Recognizing Exceptional Service: A Pathway to Better Service

By October 11, 2016 March 19th, 2019 Evolve Insights

As it appeared in the Daily Nation on Sept 27th2016

Lucy Kiruthu

Every day, millions of customer interactions happen.  They happen across a multitude of channels. In addition to the traditional face-to-face interactions, there are tons of telephone interactions, email interactions and off course the fastest growing form of interactions happening online. During these interactions, staff working in the frontline are expected to take charge and make the customer experience worth coming back for. Many of these staff are doing an exceptional job; they put in extra effort to serve all customers including trying to sort out the most difficult situations.

There is the waiter who apologizes for the chef’s mistake. The sales floor staff or store keeper who takes all the beating for a breakdown of the supply chain process. There is the receptionist who takes the wrath of customers that the manager has kept waiting. The cabin crew who has no answer to our question but still offers to help. There is the call center staff who have to deal with the misdoings of others when the banking systems are down, power is off or internet is down. They have to remain calm throughout the interaction. These staff know that remaining calm and being courteous is the right thing to do not because the call is being recorded but because the customer is the reason they have a job. There is the caretaker or the security who has no feedback from the property owner or the property manager but still tries to be at your service. All these and many more are examples of frontline staff putting in some extra effort in everyday interactions.

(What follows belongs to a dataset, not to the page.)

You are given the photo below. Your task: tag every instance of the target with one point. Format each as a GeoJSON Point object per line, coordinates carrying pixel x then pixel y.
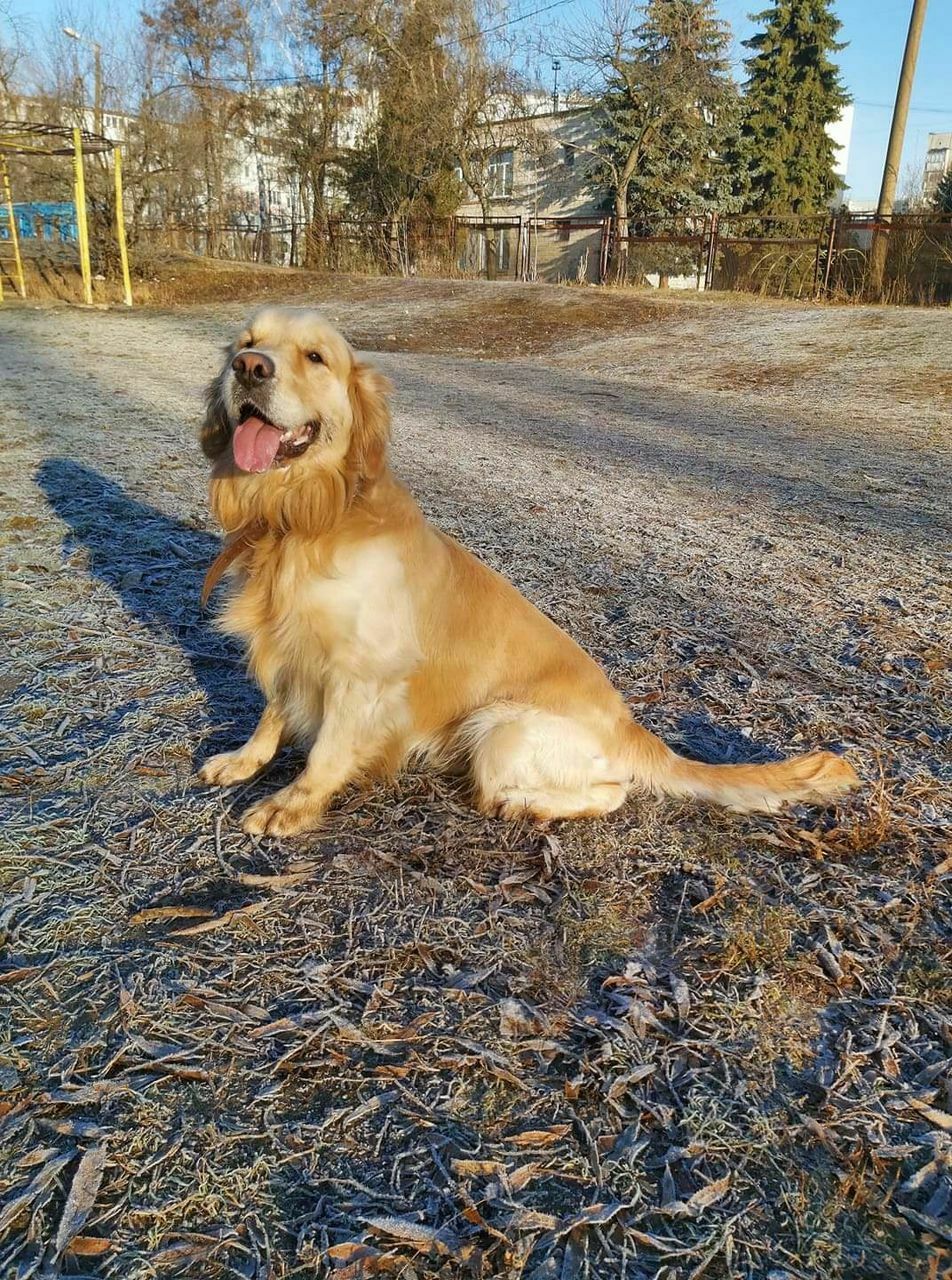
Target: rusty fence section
{"type": "Point", "coordinates": [793, 255]}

Overall, around the globe and especially here in Kenya customer experiences have improved over the years. Unfortunately, these improvements have not matched the ever-rising customer expectations. There are still many gaps that need to be addressed. Unfortunately, as customers we are too preoccupied with the incidences of poor service that we fail to recognize the frontline staff that are doing an exceptional job. In our reaction to service gone bad, we fail to make it a teachable moment for the frontline staff. We fail to ask for the chef or the manager and choose to pick a fight with the waiter. We fail to ask the caretaker for the property manager’s contact details. We fail to tell the receptionist thank you for her regular updates regarding the manager who is busy finalizing on an urgent report. Above all, we fail to recognize instances of exceptional service that would make our experiences even better.

Next week is the Customer Service Week celebrated globally by many organizations. What if as customers we take this as an opportunity to appreciate the frontline staff? At the least greet or share a smile with the security guard, bank teller, waiter or the supermarket cashier.  Say a hearty thank you to the Kenya Power call center staff. Remember to wish the cleaner a good morning or a lovely evening or wave at the police controlling traffic. Better still consider sending your customer service staff to the CSWeek dinner that coincides with the world smile day on Oct 7th. If we all reached out to the thousands of frontline staff out there, we would take the customer experiences one notch higher. Let us together encourage the frontline staff!